The average may be the same, but the breadth and depth of the pool shrinks, not to mention access and availability. It is a deflationary spiral which will likely take decades to overcome.

Of course, the politicians and bureaucrats will bear no responsibility nor feel any consequences of their deluded Utopian attempts to “Impose ideology on biology”, leaving behind smoking ruins, collapsed businesses, and ruined lives.

1] The entire approach to Financial Services and AR’s has been a mistake, going back to implementing the FSRA in 2003.

a) As long the entire approach replicates Australian politics, in its brutal, bludgeoning, lowbrow, unthinking, abusive, legalistic, “hierarchical” “Guilty until proven innocent” attitude, the industry will continue to decline, and Australian society will be the worse for it;

b) You cannot have the enormous demands, requirements, responsibilities, and costs placed on AR’s, yet treat them like ignoramuses, incompetents, reprobates, Call Centre Staff, and criminals as yet unprosecuted, but demand of them to be highly and broadly educated, aware, considerate, altruistically ethical, self sacrificing, forward thinking, innovative, taking the initiative, and perpetually energetic “professionals”.

You have to accord them the respect due, motivate them to higher standards, help them aspire to the ideal, and earn accordingly – not bludgeon them into submission with threats, penalties, and bureaucratic hate and contempt.

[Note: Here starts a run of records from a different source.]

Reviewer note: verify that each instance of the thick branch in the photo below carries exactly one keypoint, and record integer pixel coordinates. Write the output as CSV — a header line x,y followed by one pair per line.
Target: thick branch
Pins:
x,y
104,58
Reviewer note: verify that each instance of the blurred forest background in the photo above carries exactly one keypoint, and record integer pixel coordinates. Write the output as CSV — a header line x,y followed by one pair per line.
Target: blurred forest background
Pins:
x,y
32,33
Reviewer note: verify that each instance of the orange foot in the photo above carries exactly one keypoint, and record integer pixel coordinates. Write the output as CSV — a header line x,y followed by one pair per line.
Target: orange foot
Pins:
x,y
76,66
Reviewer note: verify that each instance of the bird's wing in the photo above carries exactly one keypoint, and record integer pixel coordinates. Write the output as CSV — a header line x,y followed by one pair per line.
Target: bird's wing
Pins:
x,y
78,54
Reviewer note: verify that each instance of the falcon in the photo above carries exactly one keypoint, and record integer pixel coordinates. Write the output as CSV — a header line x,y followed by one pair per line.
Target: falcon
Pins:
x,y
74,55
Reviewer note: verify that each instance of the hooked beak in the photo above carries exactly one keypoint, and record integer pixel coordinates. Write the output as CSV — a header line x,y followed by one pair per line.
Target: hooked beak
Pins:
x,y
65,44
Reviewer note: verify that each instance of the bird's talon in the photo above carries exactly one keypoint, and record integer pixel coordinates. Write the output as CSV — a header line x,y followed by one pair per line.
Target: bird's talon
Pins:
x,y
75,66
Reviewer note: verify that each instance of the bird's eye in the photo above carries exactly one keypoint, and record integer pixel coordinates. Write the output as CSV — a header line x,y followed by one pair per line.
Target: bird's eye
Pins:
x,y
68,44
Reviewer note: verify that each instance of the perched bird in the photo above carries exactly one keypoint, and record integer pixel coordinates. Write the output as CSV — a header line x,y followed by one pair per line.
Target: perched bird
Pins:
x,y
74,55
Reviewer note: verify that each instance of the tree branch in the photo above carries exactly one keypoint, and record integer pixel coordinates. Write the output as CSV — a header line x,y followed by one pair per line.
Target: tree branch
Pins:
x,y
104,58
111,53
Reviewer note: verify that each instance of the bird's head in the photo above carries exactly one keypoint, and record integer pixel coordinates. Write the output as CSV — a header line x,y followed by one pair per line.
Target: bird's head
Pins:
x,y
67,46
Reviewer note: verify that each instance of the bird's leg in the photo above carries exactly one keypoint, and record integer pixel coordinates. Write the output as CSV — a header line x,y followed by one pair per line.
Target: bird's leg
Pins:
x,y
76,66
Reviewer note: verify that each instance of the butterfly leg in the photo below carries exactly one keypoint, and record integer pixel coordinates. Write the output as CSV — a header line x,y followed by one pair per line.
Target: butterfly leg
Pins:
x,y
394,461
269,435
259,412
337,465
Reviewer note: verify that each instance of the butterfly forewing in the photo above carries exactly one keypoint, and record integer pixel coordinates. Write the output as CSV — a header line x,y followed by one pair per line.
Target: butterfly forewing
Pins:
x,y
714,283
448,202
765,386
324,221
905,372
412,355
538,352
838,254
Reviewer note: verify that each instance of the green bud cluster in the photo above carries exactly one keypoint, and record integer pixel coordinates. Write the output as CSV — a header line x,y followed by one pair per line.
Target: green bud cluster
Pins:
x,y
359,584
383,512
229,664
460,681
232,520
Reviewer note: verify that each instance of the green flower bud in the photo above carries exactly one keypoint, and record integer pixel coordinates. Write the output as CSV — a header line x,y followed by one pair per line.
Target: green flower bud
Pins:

2] The second element was detaching ASIC from the Public Service, and turning it into a highly politicised, “Independent Law Firm”, Revenue Generating Government Profit Centre, able to prosecute anyone it feels like, especially the easily targeted “Low hanging fruit”.

I haven’t mentioned effectively being “The Judge, Jury, and Executioner” of Financial Services, rather than being an objective Regulator in the interests of ALL Australians, as a Government Regulatory Entity should be.

As the 19th Century German Medical community said repeatedly: “The operation was successful [technically], but the patient died”.